Быстрые изменения когнитивного состояния пациента могут привести к появлению у терапевта ощущения нереальности. Жанна Гудвин пишет о чувстве “экзистенциальной памяти” в контрпереносе когда она работала
c жертвами пережившими тяжелейший абьюз в раннем детстве. Терапевты часто пишут о cверхъестественных, гротескных, нереальных визуальных образах, снах или фантазиях во время работы с подобными пациентами. Также они могут испытать непривычные для них диссоциативные симптомы, включая не только потерю чувствительности и искажение восприятия, но и деперсонализацию, дереализацию, и ощущение пассивного влияния на них. Иногда терапевт может диссоциировать синхронно пациенту, как это описано в кейсе Триши, 16-и летней девушки, убежавшей из дома, у которой терапевт подозревала наличие множественных случаев абьюза в истории:

“Во время ее первой сессии с Тришей, терапевт внезапно почувствовала, что она вылетает из своего тела. Она чувствовала, что смотрит сверху на себя на Тришу с определенной точки на потолке. Она никогда раньше не чувствовала ничего подобного. Тайком она сжала руку в кулак и надавила ногтями в ладонь, кроме того она прижала стопы ног к полу, чтобы почувствовать себя “приземленной” ”

Кроме того, терапевт может испытывать замешательство, наблюдая быстрые смены настроения пациента и его стиля общения с людьми. Психоаналитик Гарольд Серлз заметил, что терапевт может испытывать странные и несовместимые друг с другом комбинации эмоциональных откликов на пациента и может быть отягощен чувством постоянной подвешенности. Эта подвешенность на самом деле отражает постоянное состояние жертвы - постоянный страх перед непредсказуемым насильником. Проигрывание динамики жертвы и насильника в терапевтических отношениях может быть стать очень сложным. Иногда терапевт чувствует себя как жертва, которую мучает пациент. Терапевты часто жалуются на ощущение угрозы, манипуляции, эксплуатации, или обмана. Один терапевт, устав от постоянных угроз суицида пациента описал свое чувство как “заряженный пистолет постоянно направленный мне в лицо.”

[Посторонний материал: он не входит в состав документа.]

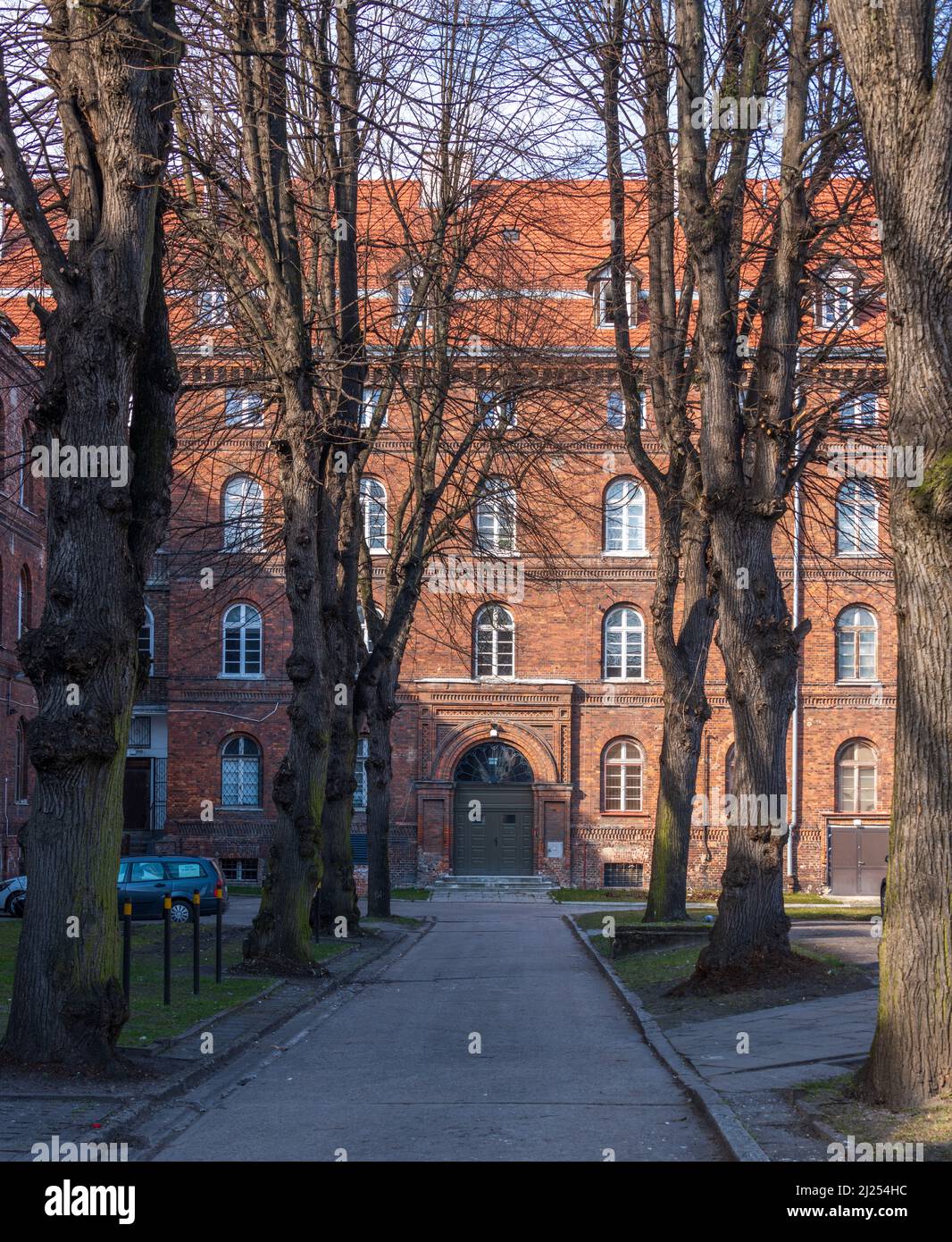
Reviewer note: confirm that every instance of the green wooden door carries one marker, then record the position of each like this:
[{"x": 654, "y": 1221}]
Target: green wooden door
[{"x": 493, "y": 830}]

Согласно Кернбергу, задача терапевта состоит в том, чтобы “распознать актеров” в мире пациента с пограничным расстройством личности, используя контрперенос как указатель на то, что испытывает пациент. Репрезентативные пары актеров, которые могут фигурировать во внутреннем мире пациента включают в себя “деструктивного, плохого ребенка” и “наказывающего, садистского родителя,” “нежеланного ребенка” и “безразличного, замкнутого на себе родителя,” “дефективного, бесполезного ребенка” и “родителя презирающего ребенка,” “жертву абьюза” и “садиста, нападающего на ребенка,” “жертву сексуального насилия” и “насильника.” Не смотря на то, что Кернберг понимает что “актеры” эти искажены и представляют собой отражение реального опыта пациента в мире его фантазии, тем не менее они более точно отражают мир самых ранних отношений травмированного пациента с людьми. Быстрые, запутанные флуктуации ощущений терапевта в контрпереносе отражают те же процессы в переносе пациента - и те и другие являются следствием травматичного опыта пациента.

Реакции травматичного переноса и контрпереноса неизбежны. Также неизбежно влияние этих реакций на развитие хороших терапевтических отношений. Определенные предосторожности необходимы для безопасности обоих участников. Два самых важных гаранта безопасности - это цели, правила и границы терапевтического контракта и система поддержки терапевта.
_

конец главы о контрпереносе

Источник

“Trauma and Recovery. The aftermath of violence - from domestic abuse to political terror” by Judith Herman, M.D.